(17 Mar 2018, 3:01 am)Jamie M wrote Spot on, the public expect to have good public service. Naturally companies do have to go over the bare minimum, and whilst this is progress and good, I think it's pratically expected. Good public service is going beyond and over.
To the idea, the driver has to report to control that something has happened, or control has to tell the driver is something is happening. This surely must be logged somewhere, so why can't it be attached to the app? Passengers then won't be forced to be ignorant over so many of the best efforts due to a lack of circulation. They will be able to judge and make decisions accordingly.
Just today an X70 was going into town 30 minutes late, but they sent an LD with a spare to leave Newcastle on time. They didn't notify me of this, all the info I had to hand was that the bus was 30 minutes late. I was about to walk but then just in time the spare pulled up.
They have the info, they have the technology to serve the info in a consumable format. Why not put the two together?
Strangely enough, I was at a meeting yesterday (once I eventually got there) and part of it was dedicated to the organisation improving their communication when disruption strikes.
Questions were asked about customers getting too much information/too little information, needs, wants and expectations.
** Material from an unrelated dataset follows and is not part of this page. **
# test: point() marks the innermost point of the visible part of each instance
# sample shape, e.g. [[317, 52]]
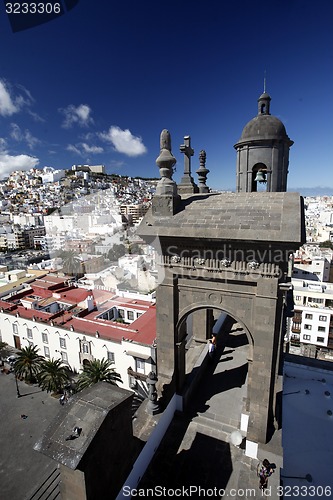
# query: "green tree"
[[28, 363], [53, 375], [5, 351], [95, 371]]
Like GNE some disruption will be beyond their control, but they're trying to work out ways of improving things regardless of fault/blame.
One thing to cone out of all of that, was thst there will be passengers who can anticipate the knock-on effect and we discussed the need to factor that in to the disruption information.
Common sense dictates that in the example of the X1 yesterday, that despite (eventual) messages stating disruption is affecting north bound services, there was the potential for it to affect eventual southbound services.
Apart from there being no comment on the two apparent missing services nor the build up of services in the southern sector initially (I reckoned on at least 9 vehicles of the PVR of 14/15 being in the southern sector - south of the Galleries by the time we rolled in there 30plus late), there was no comment about how services out of Newcastle would be affected nor how it was being managed.
Was time being made up naturally? Was there a plan put in to place, which would catch services up, but potentially leave passengers standing longer/sitting on crowded vehicles?
Ultimately, how is that communicated (if at all) to find the balance?